Results from several studies on genotypic diversity among strains of O. oeni, carried out utilizing different molecular techniques such as DNA fingerprinting, restriction endonuclease analysis–pulsed-field gel electrophoresis, RAPD-PCR and ribotyping suggest that this species is also genomically homogeneous (Viti et al., 1996; Zavaleta et al., 1997; Zapparoli et al., 2000). Arbitrarily primed PCR, or RAPD, is a very useful technique for typing the genomes of bacteria (Welsh & MacLeland, 1990; Williams et al., 1990) and it has been used to characterize microorganisms at the strain level (Martinez-Murcia & Rodrìguez-Valera, 1994) as well as to generate species-specific oligonucleotide probes with known sequences (Martinez-Murcia et al., 1995). As identical RAPD patterns (for a considerable number of randomly chosen primers) are expected only from duplicates of the same strain, the use of this rapid method to evaluate strain authenticity has been suggested (Martinez-Murcia & Rodrìguez-Valera, 1994).

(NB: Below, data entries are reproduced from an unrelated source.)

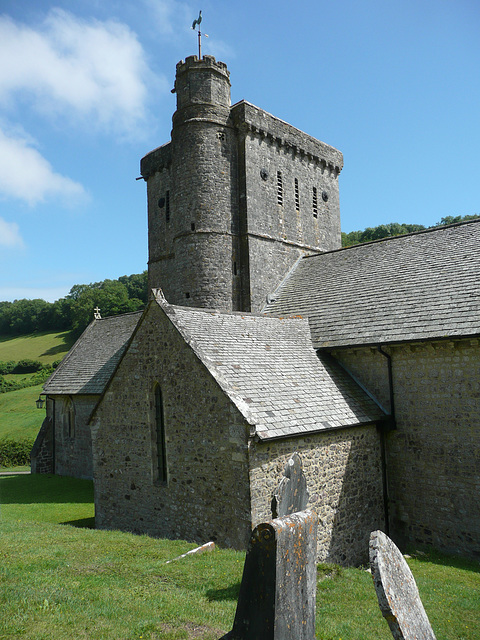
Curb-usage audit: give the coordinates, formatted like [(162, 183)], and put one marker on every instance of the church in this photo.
[(263, 337)]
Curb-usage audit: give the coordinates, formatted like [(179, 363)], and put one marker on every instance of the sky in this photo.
[(85, 93)]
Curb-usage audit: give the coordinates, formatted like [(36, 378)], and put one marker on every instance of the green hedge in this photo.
[(15, 453)]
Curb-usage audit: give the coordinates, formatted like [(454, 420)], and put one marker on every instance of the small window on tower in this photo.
[(279, 188), (167, 206)]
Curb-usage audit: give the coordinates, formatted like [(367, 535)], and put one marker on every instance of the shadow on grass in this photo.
[(40, 488), (229, 593), (83, 523), (445, 560)]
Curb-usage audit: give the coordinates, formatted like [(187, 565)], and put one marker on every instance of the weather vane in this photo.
[(196, 23)]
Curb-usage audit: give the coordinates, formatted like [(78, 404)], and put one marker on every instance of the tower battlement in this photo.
[(235, 198), (207, 62)]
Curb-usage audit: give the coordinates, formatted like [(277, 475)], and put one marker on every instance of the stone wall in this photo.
[(344, 479), (289, 197), (73, 443), (433, 456), (41, 456), (206, 495)]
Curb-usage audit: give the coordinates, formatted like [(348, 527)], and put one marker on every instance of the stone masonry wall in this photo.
[(206, 495), (73, 447), (289, 195), (434, 455), (344, 480), (41, 456)]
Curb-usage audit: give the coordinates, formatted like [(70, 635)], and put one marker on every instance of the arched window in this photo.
[(160, 453), (69, 418)]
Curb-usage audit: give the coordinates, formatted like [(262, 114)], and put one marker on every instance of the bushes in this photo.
[(15, 453), (7, 367)]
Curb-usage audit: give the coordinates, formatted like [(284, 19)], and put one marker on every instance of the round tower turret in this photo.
[(193, 226)]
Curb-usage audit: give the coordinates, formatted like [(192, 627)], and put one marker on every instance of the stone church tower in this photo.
[(235, 198)]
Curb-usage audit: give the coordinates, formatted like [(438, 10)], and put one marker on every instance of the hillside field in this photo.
[(19, 417), (45, 346)]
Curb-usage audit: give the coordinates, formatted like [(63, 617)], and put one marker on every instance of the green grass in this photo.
[(19, 417), (62, 581), (45, 346)]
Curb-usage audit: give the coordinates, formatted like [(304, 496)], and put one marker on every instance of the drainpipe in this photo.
[(390, 384), (53, 437), (383, 430)]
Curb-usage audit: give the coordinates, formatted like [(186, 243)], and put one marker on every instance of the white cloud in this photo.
[(10, 235), (171, 17), (26, 175), (75, 67), (50, 294)]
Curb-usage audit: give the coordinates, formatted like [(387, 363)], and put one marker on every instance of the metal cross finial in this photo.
[(196, 23)]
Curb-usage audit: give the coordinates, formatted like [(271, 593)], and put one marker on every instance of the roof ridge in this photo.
[(70, 353)]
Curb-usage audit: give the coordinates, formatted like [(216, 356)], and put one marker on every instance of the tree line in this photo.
[(75, 311), (130, 293), (395, 229)]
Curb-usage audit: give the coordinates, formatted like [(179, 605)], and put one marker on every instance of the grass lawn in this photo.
[(61, 581), (19, 417), (46, 346)]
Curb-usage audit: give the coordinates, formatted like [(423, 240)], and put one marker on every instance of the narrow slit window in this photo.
[(167, 206), (279, 188), (161, 453)]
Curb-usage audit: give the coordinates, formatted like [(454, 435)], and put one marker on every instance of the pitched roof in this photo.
[(92, 360), (419, 286), (268, 368)]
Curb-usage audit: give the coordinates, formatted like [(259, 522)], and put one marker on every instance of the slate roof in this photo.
[(92, 360), (268, 368), (419, 286)]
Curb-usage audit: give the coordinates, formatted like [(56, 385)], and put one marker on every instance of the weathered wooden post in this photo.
[(278, 590)]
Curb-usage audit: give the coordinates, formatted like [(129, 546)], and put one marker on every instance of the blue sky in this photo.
[(85, 93)]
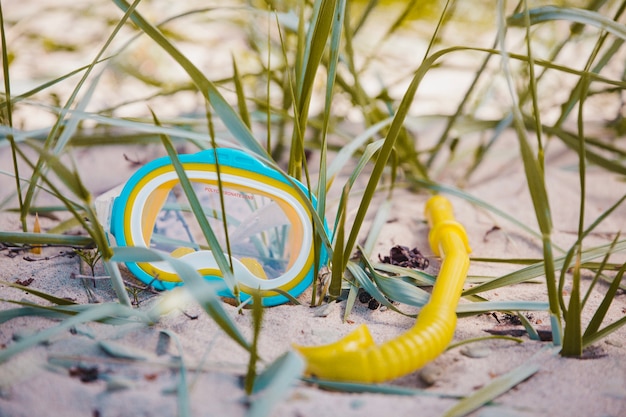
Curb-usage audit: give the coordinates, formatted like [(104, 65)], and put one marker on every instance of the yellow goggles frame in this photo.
[(130, 213)]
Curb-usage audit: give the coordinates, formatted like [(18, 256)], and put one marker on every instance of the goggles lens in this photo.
[(257, 228), (259, 218)]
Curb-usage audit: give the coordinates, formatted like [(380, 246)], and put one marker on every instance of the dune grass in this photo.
[(303, 64)]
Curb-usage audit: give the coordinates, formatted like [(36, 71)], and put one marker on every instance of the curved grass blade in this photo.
[(94, 313), (487, 306), (46, 239), (224, 110), (201, 290), (52, 142), (257, 320), (48, 297), (182, 390), (572, 14), (499, 385), (537, 269), (366, 283), (376, 388), (395, 288), (196, 207), (603, 309)]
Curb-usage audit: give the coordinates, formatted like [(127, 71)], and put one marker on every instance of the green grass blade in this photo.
[(274, 383), (46, 239), (224, 110), (48, 297), (572, 14), (9, 114), (96, 312), (602, 310), (182, 390), (487, 306), (241, 98), (198, 212), (257, 320), (56, 129), (537, 270), (498, 386), (365, 282), (201, 290)]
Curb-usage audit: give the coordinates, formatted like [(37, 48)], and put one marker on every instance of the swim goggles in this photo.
[(264, 218)]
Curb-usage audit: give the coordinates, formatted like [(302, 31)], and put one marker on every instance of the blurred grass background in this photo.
[(416, 94)]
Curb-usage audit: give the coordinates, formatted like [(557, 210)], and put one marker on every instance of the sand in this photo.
[(73, 375)]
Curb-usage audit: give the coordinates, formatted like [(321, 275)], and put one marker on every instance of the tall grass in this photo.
[(296, 89)]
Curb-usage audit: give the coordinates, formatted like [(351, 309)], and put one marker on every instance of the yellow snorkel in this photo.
[(356, 358)]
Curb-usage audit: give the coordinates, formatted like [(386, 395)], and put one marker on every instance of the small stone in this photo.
[(431, 373)]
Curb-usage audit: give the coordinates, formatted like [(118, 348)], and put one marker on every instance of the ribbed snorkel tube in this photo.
[(356, 358)]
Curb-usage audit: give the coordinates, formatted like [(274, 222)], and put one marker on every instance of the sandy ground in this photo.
[(46, 379), (72, 375)]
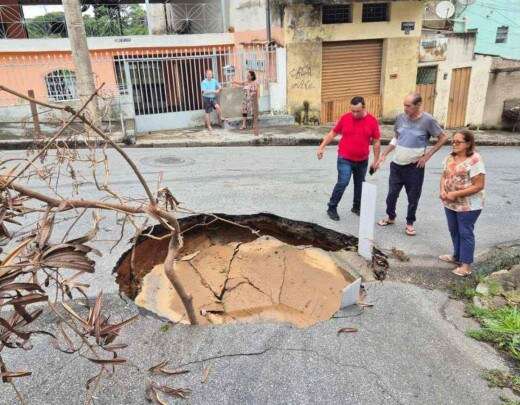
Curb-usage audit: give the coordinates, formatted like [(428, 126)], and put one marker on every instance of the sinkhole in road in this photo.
[(284, 271)]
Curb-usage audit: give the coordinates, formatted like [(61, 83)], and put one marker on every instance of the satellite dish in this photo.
[(445, 9)]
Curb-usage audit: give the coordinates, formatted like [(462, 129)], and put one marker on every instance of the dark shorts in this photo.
[(209, 104)]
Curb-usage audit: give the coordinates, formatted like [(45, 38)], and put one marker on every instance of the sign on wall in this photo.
[(252, 63), (433, 49), (407, 26)]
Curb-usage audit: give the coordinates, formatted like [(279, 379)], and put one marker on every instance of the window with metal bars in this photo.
[(121, 76), (502, 33), (61, 85), (373, 12), (427, 75), (336, 14)]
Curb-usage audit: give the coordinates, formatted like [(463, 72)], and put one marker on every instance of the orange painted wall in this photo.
[(27, 71)]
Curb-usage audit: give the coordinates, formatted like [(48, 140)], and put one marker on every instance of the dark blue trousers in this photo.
[(346, 169), (411, 178), (461, 226)]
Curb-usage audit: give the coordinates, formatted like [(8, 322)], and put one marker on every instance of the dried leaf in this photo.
[(27, 299), (46, 226), (21, 286), (111, 348), (14, 253), (205, 374), (6, 376), (117, 360), (187, 258), (347, 330), (91, 234), (159, 369), (173, 392), (152, 395), (400, 255)]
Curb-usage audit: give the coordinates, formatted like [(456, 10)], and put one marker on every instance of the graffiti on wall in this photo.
[(301, 77)]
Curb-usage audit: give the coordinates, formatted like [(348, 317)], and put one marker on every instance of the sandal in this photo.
[(461, 273), (448, 259), (386, 222), (410, 231)]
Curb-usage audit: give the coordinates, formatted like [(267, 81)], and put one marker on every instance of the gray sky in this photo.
[(34, 11)]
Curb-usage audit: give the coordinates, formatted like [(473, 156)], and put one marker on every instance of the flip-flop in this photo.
[(448, 259), (458, 273), (410, 232), (385, 222)]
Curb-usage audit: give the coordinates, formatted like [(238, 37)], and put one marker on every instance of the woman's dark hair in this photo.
[(469, 138), (358, 100)]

In this present work, the molecular method of arbitrarily primed PCR was used on cDNA to compare the variability of the stress response at molecular level during exposure to environmental stresses; this technique shows a high reliability and reproducibility (Fig. 3). Use of the random primer M13 labelled with fluorescent dye 6-FAM has already been found very suitable; in fact, the amplification products were easily visualized with a capillary sequencer, avoiding the use of radioactivity, the band intensity of PCR products was very high and smaller bands could also be visualized (Ripamonte et al., 2005). Thus, the availability of reliable methods for differentiation of O. oeni strains is indispensable for the study of the population dynamics of strains under different conditions, to monitor the fate of inoculated and autochthonous bacteria and to establish the identity of selected cultures.

The results suggest that the analysis of differential gene expression using the technique of RNA fingerprinting by randomly primed PCR is useful for a preliminary investigation of microbial behaviour involved in food technology. In conclusion, the FDD-PCR appeared to be a rapid and reproducible method to provide more information about the behaviour of malolactic strains under various conditions and could be used for the study of other LAB of industrial interest, such as dairy starters.